The study observed that SOS (R = 0.76) is more sensitive than EOS (R = 0.22) to the impact of precipitation. Zeppel et al. [89] suggested that seasonal changes in precipitation in cold seasons might have a greater effect than similar changes in warm seasons. This is partially because precipitation is the main factor controlling vegetation growth in arid regions [78]. In spring, when vegetation is recovering from its dormancy period, a reduction in precipitation triggers water stress in plants, thereby retarding the development of vegetation; however, there is no apparent effect in autumn or winter [89].
Findings show that the phenology of vegetation with late SOS has a stronger negative correlation with soil moisture (R = −0.64), consistent with previous research [90]. Soil moisture throughout the entire growing season is positively correlated with LOS (R = 0.67). The growth of vegetation entails substantial depletion of soil water, which is essential to sustain the burgeoning stages, particularly during the transition to the flowering stage [13]. The earlier onset of vegetation growth induces moisture decline, which exacerbates the reduction in surface evaporative cooling [13]. The observed SOS shifts on the LP are associated with the changes in soil moisture resulting from spring sowing, which is responsible for substantial water consumption in arid and semiarid regions.
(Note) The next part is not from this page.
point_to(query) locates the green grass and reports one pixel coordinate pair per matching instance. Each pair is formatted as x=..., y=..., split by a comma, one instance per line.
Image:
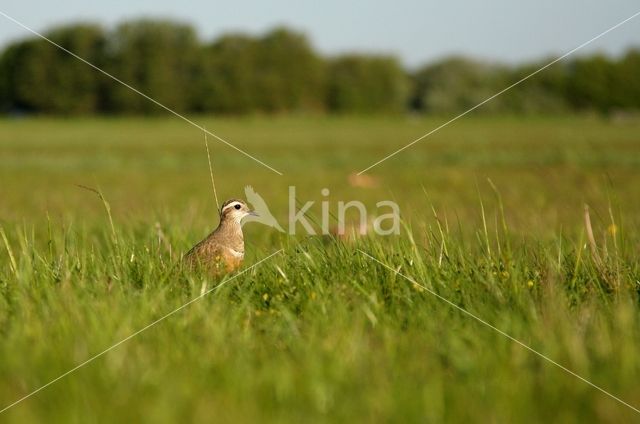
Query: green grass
x=320, y=332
Moreover, this sowing pattern can coincide with limited precipitation (i.e., severe drought in spring) in the northern regions of the LP, resulting in enhanced soil moisture decline as reported by Lian et al. [13]. In turn, these SOS shifts can consequently influence the accuracy of forecasts of summer climactic change.
This study selected two indicators (i.e., ANL and ISP) to investigate the influence of anthropogenic factors on phenological change (Figure 11 and Figure 12). It is noted that urbanization has a stronger impact on SOS compared to EOS and LOS. This is consistent with the study investigated by Yao et al. [91]. High-correlation areas are concentrated along the riverbanks (e.g., the Fenhe and Weihe Rivers), coinciding with significant human activity. This confirms that urbanization and agriculture are the major anthropogenic factors that contribute to phenological change by altering local climatic conditions (e.g., the urban heat island effect), land surface features, and hydrological and environmental cycles [92,93]. It has been proven that the rate of warming depends on the variation of urban and rural circumstances in most areas, the changes in urban temperature and precipitation associated with anthropogenic gas emissions, building density, and population distribution [94]. Regional urbanization-related processes alter the underlying surfaces and lead to a heterogeneous spatial distribution of vegetation types across the land surface [95], thereby manifesting distinct phenological responses.

6. Conclusions

This study investigated the vegetation phenology changes on the Loess Plateau during 2003–2022 and elucidated the primary drivers. It shows a noticeable vegetation greening with an evident spatiotemporal characteristic. SOS and EOS were mainly within 100–150 and 285–320 days, respectively. Clear variations of phenological shifts emerged at the regional scale; the southeastern and northwestern regions exhibited a notable change with advanced SOS, delayed EOS, and prolonged LOS. Overall, the cropland proportions of SOS and EOS indicate significant seasonal shift changes in Loess Plateau. Grasslands with an SOS of less than 80 days have exhibited the most significant changes over the past twenty years. The primary controlling factors that influence SOS, EOS, and LOS are precipitation, temperature, and soil moisture, respectively. Rising temperatures and precipitation can result in earlier SOS and later EOS. Preseason climatic conditions have a lagged effect on phenology. Anthropogenic-induced drivers also have a role, i.e., urbanization contributes to the spatial changes of vegetation phenology, and specific mechanisms are needed to further investigate.
This study enhances our knowledge of how vegetation phenology responds to the temporal dynamics across ecosystems on the Loess Plateau. However, there are some uncertainties associated with the methods and data utilized in this study. Despite the EVI undergoing atmospheric correction, it can still contain uncertainties in areas with cloud cover or substantial atmospheric variations. Moreover, the resolution of the data used might be inadequate for detecting subtle variations in vegetation growth at smaller scales and/or over short timescales. In future work, comprehensive integration of a suite of observational and remote sensing data will build up an understanding of the patterns and drivers of vegetation phenology in a changing environment.

Author Contributions

Methodology, T.W.; software, T.W., X.X., X.C. and S.L.; data processing, T.W., X.C. and X.X.; writing—original draft, T.W.; writing—review and editing, T.W., X.X., X.C., S.L., D.K., Y.Z., Y.T., Y.C., J.Z. and G.Z.; conceptualization, S.L., J.Z. and G.Z. All authors have read and agreed to the published version of the manuscript.

Funding

This research is jointly funded by the National Natural Science Foundation of China (42101038 and 42201086), the Natural Science Foundation of Shandong Province (ZR2019BD059), and the Natural Science Foundation of the Ningxia Hui Autonomous Region (2022AAC03668). The authors thank the China Scholarship Council (202308060113) for sponsoring Shixuan Lyu.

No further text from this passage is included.